So there is much hype out there now about down-sizing, simplifying, cleaning out, organizing...and, I agree, there comes a time when we all just completely run out of space. It is truly so easy to accumulate things (especially if you tend to have any interest in the arts). I know only too well that after living in the same house since 1979 and raising three wonderful children, you are bound to have tons of clutter. But, if you have any life at all, why, oh why, would you or how could you, possibly find the extra time necessary to de-clutter your closets or drawers. What with ball practice, piano lessons, school, ball games, science projects, church, choir practice, meal preparation (sometimes), and work (including late night painting and sewing projects)---who has the time to clean out drawers??? Not me...at least, not right now....especially not right now with new baby grandson...I already feel there is not enough time to spread around to my family. I have a grandmother and an aunt who have recently moved into assisted living spaces....both whom I would love to visit-but there is no time between work and responsibilities. I think I haven't visited my parents in over a month...and, then there is Allie in St. Louis (Happy Birthday Allie!!! We love You!) Now, that is a trip--a very long trip to St. Louis.

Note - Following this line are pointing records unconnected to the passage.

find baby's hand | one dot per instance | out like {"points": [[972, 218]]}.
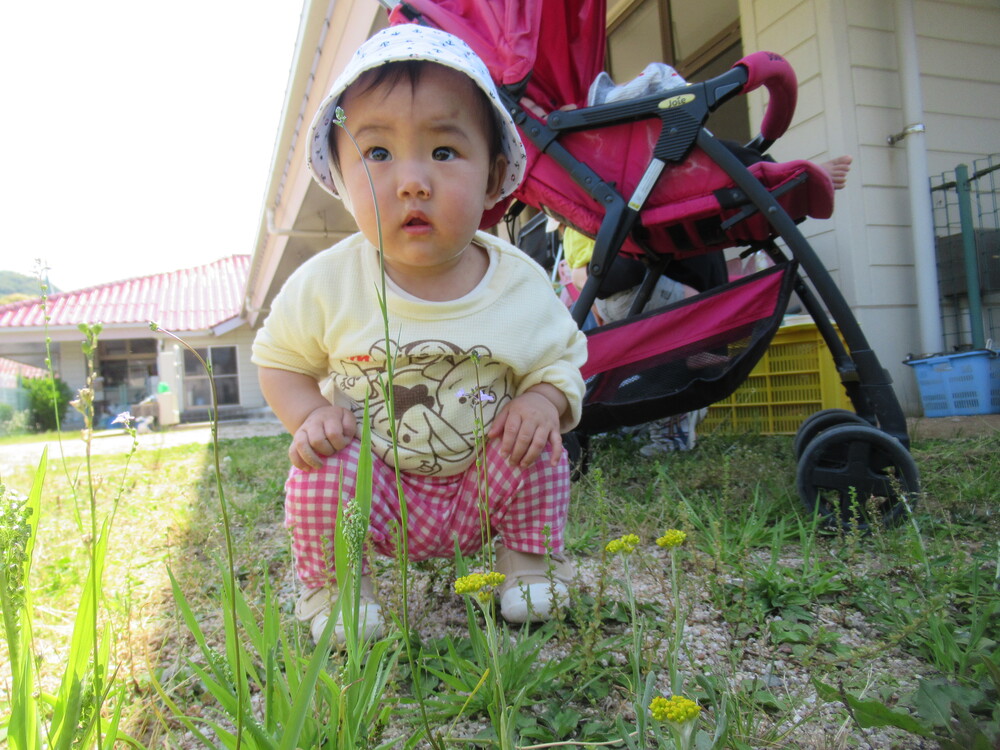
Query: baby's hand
{"points": [[326, 430], [527, 424]]}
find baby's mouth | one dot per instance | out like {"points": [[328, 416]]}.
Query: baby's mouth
{"points": [[416, 220]]}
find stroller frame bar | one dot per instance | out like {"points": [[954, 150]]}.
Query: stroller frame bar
{"points": [[867, 383]]}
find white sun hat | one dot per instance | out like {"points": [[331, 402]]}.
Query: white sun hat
{"points": [[412, 42]]}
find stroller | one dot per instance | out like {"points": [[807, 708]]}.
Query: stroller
{"points": [[648, 181]]}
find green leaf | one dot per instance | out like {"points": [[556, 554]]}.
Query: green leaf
{"points": [[934, 700], [871, 713]]}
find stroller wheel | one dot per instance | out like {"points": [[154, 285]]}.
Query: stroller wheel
{"points": [[855, 477], [816, 423], [578, 451]]}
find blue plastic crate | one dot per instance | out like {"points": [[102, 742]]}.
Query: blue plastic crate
{"points": [[954, 385]]}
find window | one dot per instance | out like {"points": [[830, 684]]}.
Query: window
{"points": [[127, 369], [198, 388]]}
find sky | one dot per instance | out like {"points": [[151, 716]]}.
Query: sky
{"points": [[136, 136]]}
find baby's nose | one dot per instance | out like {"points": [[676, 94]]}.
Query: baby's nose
{"points": [[413, 181]]}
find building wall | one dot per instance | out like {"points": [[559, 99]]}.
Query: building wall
{"points": [[70, 365], [242, 338], [844, 53]]}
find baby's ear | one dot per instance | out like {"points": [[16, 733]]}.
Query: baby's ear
{"points": [[495, 182]]}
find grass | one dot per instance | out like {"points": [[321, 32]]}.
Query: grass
{"points": [[789, 637]]}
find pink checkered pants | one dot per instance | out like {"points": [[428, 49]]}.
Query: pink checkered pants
{"points": [[527, 507]]}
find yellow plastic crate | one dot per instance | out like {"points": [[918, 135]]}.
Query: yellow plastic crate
{"points": [[796, 377]]}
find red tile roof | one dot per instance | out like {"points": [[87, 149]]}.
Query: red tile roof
{"points": [[192, 299]]}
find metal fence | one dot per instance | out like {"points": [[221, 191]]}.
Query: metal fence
{"points": [[967, 239]]}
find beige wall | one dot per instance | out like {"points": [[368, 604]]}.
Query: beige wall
{"points": [[844, 52]]}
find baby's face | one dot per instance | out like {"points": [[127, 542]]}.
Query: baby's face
{"points": [[426, 149]]}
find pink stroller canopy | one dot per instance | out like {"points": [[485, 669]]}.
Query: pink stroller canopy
{"points": [[508, 34]]}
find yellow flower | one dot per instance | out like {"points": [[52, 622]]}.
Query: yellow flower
{"points": [[676, 708], [480, 584], [624, 544], [672, 538]]}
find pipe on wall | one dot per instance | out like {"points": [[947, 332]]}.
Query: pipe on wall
{"points": [[921, 209]]}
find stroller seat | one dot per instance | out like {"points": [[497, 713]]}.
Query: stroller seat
{"points": [[646, 178], [695, 206]]}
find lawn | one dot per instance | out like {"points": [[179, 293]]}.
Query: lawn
{"points": [[786, 635]]}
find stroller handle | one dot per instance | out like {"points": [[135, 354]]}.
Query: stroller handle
{"points": [[773, 71]]}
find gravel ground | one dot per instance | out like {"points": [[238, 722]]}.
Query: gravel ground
{"points": [[707, 636]]}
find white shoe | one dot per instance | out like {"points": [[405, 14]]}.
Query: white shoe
{"points": [[315, 605], [530, 592], [673, 434]]}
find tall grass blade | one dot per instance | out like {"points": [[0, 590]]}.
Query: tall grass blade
{"points": [[69, 701], [24, 726]]}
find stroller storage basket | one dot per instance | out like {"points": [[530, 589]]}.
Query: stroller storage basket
{"points": [[683, 356]]}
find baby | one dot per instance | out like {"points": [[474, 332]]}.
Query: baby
{"points": [[481, 346]]}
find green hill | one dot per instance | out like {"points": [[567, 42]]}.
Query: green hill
{"points": [[13, 283]]}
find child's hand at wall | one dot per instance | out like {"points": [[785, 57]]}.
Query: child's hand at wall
{"points": [[326, 430], [530, 422]]}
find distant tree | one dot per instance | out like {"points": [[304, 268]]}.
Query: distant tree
{"points": [[12, 282], [46, 397]]}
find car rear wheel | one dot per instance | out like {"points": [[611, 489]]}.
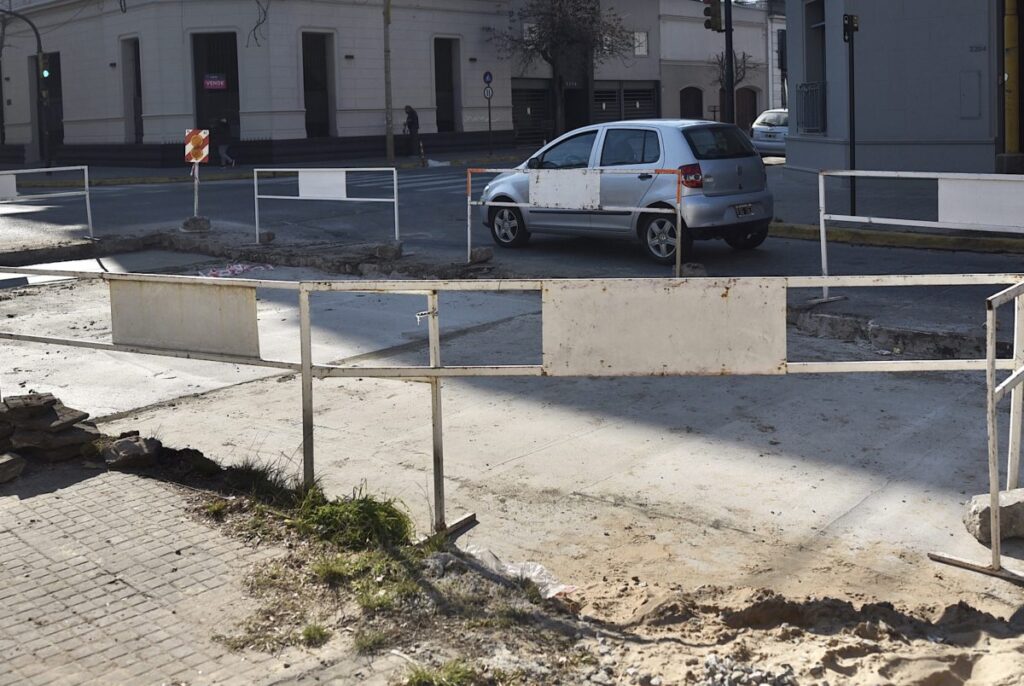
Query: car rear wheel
{"points": [[658, 237], [748, 240], [507, 227]]}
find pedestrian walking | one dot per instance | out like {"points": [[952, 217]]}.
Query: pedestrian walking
{"points": [[412, 127], [221, 135]]}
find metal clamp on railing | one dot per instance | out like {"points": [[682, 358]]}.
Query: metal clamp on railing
{"points": [[330, 184]]}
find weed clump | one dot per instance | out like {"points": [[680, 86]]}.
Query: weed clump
{"points": [[456, 673], [314, 635], [356, 522]]}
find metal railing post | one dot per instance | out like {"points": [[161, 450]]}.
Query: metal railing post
{"points": [[394, 181], [679, 224], [821, 231], [1016, 400], [88, 204], [305, 344], [469, 215], [256, 201], [433, 326], [993, 439]]}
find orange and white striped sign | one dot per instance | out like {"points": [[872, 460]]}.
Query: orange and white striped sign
{"points": [[198, 145]]}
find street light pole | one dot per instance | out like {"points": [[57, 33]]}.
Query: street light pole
{"points": [[42, 99], [388, 109]]}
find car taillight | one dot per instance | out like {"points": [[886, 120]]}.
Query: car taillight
{"points": [[692, 178]]}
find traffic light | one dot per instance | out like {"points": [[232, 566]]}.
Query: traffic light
{"points": [[714, 13]]}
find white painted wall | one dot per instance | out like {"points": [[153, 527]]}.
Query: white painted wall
{"points": [[88, 35]]}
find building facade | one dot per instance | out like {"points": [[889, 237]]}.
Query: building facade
{"points": [[304, 70], [304, 79], [691, 79], [928, 78]]}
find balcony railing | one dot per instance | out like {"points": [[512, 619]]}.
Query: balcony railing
{"points": [[811, 108]]}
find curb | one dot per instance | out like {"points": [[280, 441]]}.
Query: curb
{"points": [[896, 239], [243, 175]]}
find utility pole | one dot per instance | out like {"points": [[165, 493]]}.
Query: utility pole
{"points": [[388, 109], [851, 24], [729, 111]]}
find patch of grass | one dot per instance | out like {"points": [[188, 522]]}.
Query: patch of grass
{"points": [[333, 571], [530, 591], [314, 635], [266, 483], [370, 641], [357, 522], [216, 509], [456, 673]]}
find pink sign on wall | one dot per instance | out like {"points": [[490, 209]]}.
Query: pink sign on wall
{"points": [[215, 82]]}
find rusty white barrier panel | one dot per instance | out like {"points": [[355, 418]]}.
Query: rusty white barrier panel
{"points": [[966, 202], [565, 188], [323, 184], [8, 189], [704, 327], [194, 317], [326, 184]]}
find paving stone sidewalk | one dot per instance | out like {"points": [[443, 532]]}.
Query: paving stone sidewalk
{"points": [[105, 579]]}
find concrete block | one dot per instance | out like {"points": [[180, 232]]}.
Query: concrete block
{"points": [[977, 513], [196, 225], [10, 467]]}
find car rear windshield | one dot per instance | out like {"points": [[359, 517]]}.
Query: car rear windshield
{"points": [[718, 142], [773, 119]]}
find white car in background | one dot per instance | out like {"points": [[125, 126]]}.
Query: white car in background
{"points": [[769, 131]]}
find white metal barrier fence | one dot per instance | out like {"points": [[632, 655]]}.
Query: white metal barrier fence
{"points": [[590, 328], [9, 194], [968, 202], [574, 189], [330, 184]]}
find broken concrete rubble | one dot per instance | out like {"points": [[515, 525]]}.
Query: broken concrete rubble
{"points": [[10, 467], [132, 453], [977, 515]]}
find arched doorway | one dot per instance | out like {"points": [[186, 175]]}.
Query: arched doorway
{"points": [[747, 108], [691, 103]]}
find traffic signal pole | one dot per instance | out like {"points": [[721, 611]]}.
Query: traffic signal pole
{"points": [[729, 109], [42, 100]]}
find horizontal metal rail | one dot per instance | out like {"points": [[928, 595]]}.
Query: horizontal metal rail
{"points": [[84, 193], [922, 175]]}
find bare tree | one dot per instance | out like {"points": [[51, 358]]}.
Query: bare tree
{"points": [[571, 36], [741, 65]]}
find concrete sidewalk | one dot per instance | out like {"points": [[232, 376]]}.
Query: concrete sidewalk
{"points": [[101, 175]]}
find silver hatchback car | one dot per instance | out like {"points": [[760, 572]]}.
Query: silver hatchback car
{"points": [[724, 195]]}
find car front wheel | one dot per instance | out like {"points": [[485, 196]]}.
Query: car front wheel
{"points": [[507, 227], [658, 237]]}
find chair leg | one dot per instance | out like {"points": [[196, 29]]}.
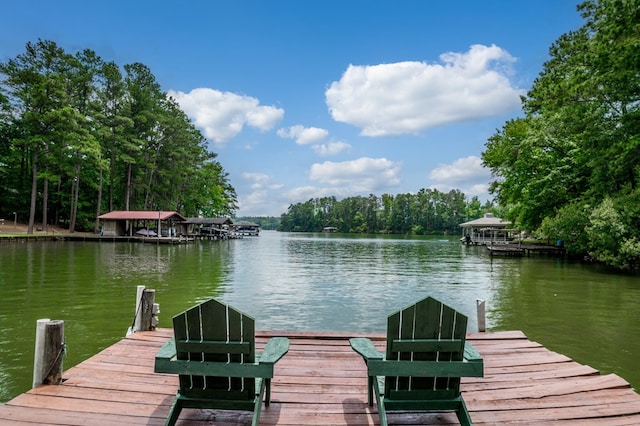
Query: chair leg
{"points": [[257, 408], [382, 413], [174, 413], [463, 414]]}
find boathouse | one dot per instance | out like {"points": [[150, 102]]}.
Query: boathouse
{"points": [[244, 227], [121, 223], [206, 226], [487, 230]]}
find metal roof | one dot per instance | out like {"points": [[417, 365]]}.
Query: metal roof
{"points": [[489, 221], [141, 215], [209, 221]]}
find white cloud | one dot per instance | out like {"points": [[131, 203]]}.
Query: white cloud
{"points": [[466, 174], [331, 148], [461, 170], [304, 193], [361, 175], [304, 135], [407, 97], [222, 115]]}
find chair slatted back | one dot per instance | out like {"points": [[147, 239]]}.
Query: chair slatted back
{"points": [[215, 332], [426, 331]]}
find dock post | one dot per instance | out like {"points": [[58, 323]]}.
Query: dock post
{"points": [[49, 351], [482, 320], [146, 310]]}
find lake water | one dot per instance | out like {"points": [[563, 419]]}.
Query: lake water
{"points": [[310, 282]]}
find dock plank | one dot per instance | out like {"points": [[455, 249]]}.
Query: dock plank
{"points": [[322, 381]]}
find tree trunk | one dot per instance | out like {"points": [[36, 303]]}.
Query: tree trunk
{"points": [[45, 204], [96, 227], [74, 199], [34, 192], [128, 188]]}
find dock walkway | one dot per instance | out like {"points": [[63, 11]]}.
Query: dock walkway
{"points": [[321, 381]]}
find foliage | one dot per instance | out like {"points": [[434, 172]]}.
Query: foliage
{"points": [[429, 211], [80, 136], [578, 144]]}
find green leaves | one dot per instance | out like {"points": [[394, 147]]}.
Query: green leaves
{"points": [[579, 142], [83, 124]]}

Anyway, back to the matter at hand...clutter...and, what to do about it.
I have a dear friend who helped me see through all the worry of "too much stuff." We met at her house to discuss a project, and as we carefully entered her garage (you would not have believed it!), I realized it was not just me. We literally had to weave through the tables, chairs, armoires, fabric, old clothes,...to get to her door-and guess what she said? "Excuse all the stuff, but I see art projects in all of this." I felt as if I had met someone with a kindred spirit of sorts. Because I could see the art projects, too....the pieces of furniture were beautiful, but had missing parts or were damaged in some way. But, she knew that the repair and, or re-do would result in something much more beautiful. It was so obvious-only artistic people could understand!! And, from that point on, I decided that I was truly artistic-maybe a little different, but artistic, none-the-less.
I still have an "almost nervous breakdown" when a client wants to come to my house-you see, right now, I live in my workshop...and I work in my home. Bobby is trying to remedy that for us...and I believe, all in good time, he will. I want to have a separate space for all my "art projects" so I can have family get-togethers in my home. That is my "dream life". But even then, please don't look in my drawers or closets-unless you, too, can understand my potential "art projects".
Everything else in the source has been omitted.